–El
ojo del amo –le dijo su padre, señalándose un ojo, un ojo
viejo entre los párpados ajados, sin pestañas, redondo como
el ojo de un pájaro–, el ojo del amo engorda el caballo.
–Sí
–dijo el hijo y siguió sentado en el borde de la mesa
tosca, a la sombra de la gran higuera.
–Entonces
–dijo el padre, siempre con el dedo debajo del ojo–, ve a
los trigales y vigila la siega.
El
hijo tenía las manos hundidas en los bolsillos, un soplo de
viento le agitaba la espalda de la camisa de mangas cortas.
–Voy
–decía, y no se movía.
Las
gallinas picoteaban los restos de un higo aplastado en el
suelo.
Viendo
a su hijo abandonado a la indolencia como una caña al viento,
el viejo sentía que su furia iba multiplicándose: sacaba a
rastras unos sacos del depósito, mezclaba abonos, asestaba órdenes
e imprecaciones a los hombres agachados, amenazaba al perro
encadenado que gañía bajo una nube de moscas.

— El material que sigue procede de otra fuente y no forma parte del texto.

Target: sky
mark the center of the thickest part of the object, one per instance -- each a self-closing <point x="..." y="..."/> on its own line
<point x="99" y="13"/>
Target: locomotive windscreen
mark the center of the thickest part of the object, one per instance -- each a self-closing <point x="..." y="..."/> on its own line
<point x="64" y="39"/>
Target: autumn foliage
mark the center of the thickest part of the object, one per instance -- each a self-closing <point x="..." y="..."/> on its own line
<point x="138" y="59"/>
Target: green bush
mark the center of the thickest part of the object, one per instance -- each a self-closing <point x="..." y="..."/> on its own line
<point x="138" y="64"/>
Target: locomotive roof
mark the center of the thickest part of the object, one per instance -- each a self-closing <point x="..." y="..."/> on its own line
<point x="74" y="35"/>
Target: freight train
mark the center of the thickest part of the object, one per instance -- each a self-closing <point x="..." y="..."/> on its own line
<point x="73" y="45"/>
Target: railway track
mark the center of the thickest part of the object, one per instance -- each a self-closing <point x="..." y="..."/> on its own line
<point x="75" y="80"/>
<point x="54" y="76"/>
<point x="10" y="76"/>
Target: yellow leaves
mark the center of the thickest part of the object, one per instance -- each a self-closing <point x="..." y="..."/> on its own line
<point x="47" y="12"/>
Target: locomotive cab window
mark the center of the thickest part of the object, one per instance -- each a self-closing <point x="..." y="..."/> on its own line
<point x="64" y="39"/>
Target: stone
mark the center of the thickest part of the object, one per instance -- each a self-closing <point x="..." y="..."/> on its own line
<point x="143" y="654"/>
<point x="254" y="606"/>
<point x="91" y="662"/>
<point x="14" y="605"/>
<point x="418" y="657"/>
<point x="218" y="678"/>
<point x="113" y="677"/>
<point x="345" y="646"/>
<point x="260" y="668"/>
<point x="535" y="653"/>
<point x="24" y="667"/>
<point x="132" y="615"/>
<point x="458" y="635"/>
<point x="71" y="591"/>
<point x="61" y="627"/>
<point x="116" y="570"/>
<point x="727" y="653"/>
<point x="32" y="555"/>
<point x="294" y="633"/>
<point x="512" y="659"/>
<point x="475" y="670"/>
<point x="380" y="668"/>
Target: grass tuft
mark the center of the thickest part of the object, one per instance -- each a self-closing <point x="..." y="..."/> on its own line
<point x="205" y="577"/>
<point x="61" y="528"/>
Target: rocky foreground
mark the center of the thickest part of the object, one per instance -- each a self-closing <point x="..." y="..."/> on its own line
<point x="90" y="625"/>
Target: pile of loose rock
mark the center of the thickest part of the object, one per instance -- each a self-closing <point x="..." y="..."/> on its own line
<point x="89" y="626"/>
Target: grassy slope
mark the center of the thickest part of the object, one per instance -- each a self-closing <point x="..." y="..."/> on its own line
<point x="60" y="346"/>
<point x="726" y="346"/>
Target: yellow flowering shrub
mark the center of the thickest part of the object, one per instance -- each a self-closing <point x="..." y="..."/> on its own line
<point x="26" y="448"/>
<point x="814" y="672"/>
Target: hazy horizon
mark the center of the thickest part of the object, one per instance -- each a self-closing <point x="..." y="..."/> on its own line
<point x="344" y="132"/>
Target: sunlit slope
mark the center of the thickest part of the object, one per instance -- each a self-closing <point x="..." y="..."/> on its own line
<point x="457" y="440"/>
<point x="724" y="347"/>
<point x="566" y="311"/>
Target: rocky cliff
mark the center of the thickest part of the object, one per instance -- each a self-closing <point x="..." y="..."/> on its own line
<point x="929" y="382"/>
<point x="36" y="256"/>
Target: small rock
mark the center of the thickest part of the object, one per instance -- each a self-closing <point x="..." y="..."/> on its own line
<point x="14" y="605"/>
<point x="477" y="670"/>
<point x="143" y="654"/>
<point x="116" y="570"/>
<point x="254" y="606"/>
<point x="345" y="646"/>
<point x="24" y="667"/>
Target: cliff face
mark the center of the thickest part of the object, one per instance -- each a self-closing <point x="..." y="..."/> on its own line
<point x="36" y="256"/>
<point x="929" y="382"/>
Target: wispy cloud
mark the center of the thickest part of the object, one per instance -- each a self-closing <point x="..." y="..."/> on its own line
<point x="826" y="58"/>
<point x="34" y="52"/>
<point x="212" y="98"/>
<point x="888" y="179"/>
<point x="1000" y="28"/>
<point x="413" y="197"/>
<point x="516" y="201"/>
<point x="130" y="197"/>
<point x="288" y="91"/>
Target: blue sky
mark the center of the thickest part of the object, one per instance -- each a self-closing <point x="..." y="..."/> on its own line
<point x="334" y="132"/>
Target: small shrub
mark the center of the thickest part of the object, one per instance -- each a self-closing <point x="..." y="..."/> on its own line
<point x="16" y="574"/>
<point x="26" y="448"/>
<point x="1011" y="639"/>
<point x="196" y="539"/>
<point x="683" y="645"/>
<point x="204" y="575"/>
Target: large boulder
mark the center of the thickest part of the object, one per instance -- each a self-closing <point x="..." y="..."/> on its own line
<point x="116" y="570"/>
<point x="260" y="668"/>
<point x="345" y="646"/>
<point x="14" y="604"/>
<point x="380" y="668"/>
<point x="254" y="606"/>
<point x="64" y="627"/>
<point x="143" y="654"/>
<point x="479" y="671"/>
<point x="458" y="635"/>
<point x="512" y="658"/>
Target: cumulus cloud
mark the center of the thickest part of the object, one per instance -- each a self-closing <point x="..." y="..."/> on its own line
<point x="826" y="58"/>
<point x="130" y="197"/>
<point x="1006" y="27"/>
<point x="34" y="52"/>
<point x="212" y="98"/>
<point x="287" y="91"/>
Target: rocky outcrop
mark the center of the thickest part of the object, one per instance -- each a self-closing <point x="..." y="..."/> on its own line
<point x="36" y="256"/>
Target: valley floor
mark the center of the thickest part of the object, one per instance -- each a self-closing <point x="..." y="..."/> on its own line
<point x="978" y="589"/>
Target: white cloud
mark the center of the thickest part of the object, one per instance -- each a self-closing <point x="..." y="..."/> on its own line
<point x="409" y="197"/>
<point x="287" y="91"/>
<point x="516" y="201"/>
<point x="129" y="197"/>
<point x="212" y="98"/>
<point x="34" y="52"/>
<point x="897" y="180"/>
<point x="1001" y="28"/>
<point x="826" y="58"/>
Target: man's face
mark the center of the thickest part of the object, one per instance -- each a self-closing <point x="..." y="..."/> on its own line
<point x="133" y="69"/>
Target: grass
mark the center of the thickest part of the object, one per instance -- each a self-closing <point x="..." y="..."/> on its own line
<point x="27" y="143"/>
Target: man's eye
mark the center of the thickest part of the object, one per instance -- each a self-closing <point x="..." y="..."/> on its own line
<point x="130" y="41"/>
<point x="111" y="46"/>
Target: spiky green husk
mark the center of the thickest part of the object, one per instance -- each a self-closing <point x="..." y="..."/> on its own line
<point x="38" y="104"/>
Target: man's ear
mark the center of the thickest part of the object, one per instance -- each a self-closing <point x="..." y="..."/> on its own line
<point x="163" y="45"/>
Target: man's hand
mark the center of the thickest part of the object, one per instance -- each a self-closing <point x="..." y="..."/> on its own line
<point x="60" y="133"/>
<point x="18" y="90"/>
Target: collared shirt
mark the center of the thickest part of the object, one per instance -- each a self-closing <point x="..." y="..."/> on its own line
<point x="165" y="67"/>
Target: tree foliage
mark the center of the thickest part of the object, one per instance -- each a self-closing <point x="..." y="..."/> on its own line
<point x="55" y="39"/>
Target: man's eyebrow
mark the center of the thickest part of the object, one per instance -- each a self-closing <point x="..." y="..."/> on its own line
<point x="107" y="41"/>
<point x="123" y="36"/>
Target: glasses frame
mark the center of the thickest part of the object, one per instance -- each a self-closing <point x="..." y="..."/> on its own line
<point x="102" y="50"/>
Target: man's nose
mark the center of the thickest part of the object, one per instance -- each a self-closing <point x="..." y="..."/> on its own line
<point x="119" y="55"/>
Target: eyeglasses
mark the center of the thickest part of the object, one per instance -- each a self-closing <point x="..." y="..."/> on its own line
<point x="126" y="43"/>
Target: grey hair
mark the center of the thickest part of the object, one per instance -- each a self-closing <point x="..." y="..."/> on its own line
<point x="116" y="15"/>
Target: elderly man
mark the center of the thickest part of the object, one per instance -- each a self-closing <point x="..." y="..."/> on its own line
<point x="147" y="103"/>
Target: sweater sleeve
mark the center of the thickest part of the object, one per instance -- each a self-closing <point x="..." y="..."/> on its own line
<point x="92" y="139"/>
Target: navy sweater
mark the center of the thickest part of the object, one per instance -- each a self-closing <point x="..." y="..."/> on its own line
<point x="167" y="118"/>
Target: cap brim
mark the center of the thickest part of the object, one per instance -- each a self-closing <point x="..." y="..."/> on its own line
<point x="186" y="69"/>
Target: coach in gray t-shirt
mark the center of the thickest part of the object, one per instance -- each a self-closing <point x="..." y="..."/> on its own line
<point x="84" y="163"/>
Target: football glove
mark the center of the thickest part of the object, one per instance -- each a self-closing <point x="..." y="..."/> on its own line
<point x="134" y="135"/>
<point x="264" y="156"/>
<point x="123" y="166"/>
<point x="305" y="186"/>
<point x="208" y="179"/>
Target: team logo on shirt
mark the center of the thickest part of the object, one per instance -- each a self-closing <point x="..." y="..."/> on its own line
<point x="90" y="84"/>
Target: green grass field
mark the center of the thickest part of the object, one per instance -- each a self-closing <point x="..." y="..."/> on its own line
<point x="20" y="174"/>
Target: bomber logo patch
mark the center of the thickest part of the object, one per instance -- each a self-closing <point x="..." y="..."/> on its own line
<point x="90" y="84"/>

El hijo del
patrón no se movía ni sacaba las manos de los bolsillos,
seguía con la mirada clavada en el suelo y los labios como
silbando, como desaprobando semejante despilfarro de fuerzas.
–El
ojo del amo –dijo el viejo.
–Voy
–respondió el hijo y se alejó sin prisa.
Caminaba
por el sendero de la viña, las manos en los bolsillos, sin
levantar demasiado los tacones. El padre se quedó mirándolo
un momento, plantado debajo de la higuera con las piernas
separadas, las grandes manos anudadas a la espalda: varias
veces estuvo a punto de gritarle algo, pero se quedó callado
y se puso a mezclar de nuevo puñados de abono.
Una
vez más el hijo iba viendo los colores del valle, escuchando
el zumbido de los abejorros en los árboles frutales. Cada vez
que regresaba a sus pagos, después de languidecer seis meses
en ciudades lejanas, redescubría el aire y el alto silencio
de su tierra como en un recuerdo de infancia olvidado y al
mismo tiempo con remordimiento. Cada vez que venía a su
tierra se quedaba como en espera de un milagro: volveré y
esta vez todo tendrá un sentido, el verde que se va atenuando
en franjas por el valle de mis tierras, los gestos siempre
iguales de los hombres que trabajan, el crecimiento de cada
planta, de cada rama; la pasión de esta tierra se adueñará
de mí, como se adueñó de mi padre, hasta no poder
despegarme de aquí.
En
algunos bancales el trigo crecía a duras penas en la
pendiente pedregosa, rectángulo amarillo en medio del gris de
las tierras yermas, y dos cipreses negros, uno arriba y otro
abajo, que parecían montar guardia. En el trigal estaban los
hombres y las hoces moviéndose; el amarillo iba
desapareciendo poco a poco como borrado y abajo reaparecía el
gris. El hijo del patrón, con una brizna de hierba entre los
dientes, subía por atajos la pendiente desnuda: desde los
trigales los hombres ya lo habían visto subir y comentaban su
llegada. Sabía lo que los hombres pensaban de él: el viejo
será loco pero su hijo es tonto.
–Buenas
–le dijo U Pé al verlo llegar.
–Buenas
–dijo el hijo del patrón.
–Buenas
–dijeron los otros.
Y
el hijo del patrón respondió:
–Buenas.
Bien:
todo lo que tenían que decirse estaba dicho. El hijo del patrón
se sentó en el borde de un bancal, las manos en los
bolsillos.
–Buenas
–dijo una voz desde el bancal de más arriba: era
Franceschina que estaba espigando. Él dijo una vez más:
–Buenas.
Los
hombres segaban en silencio. U Pé era un viejo de piel
amarilla que le caía arrugada sobre los huesos. U Qué era de
edad mediana, velludo y achaparrado; Nanín era joven, un
pelirrojo desgarbado: el sudor le pegaba la camiseta y una
parte de la espalda desnuda aparecía y desaparecía con cada
movimiento de la hoz. La vieja Girumina espigaba, acuclillada
en el suelo como una gran gallina negra. Franceschina estaba
en el bancal más alto y cantaba una canción de la radio.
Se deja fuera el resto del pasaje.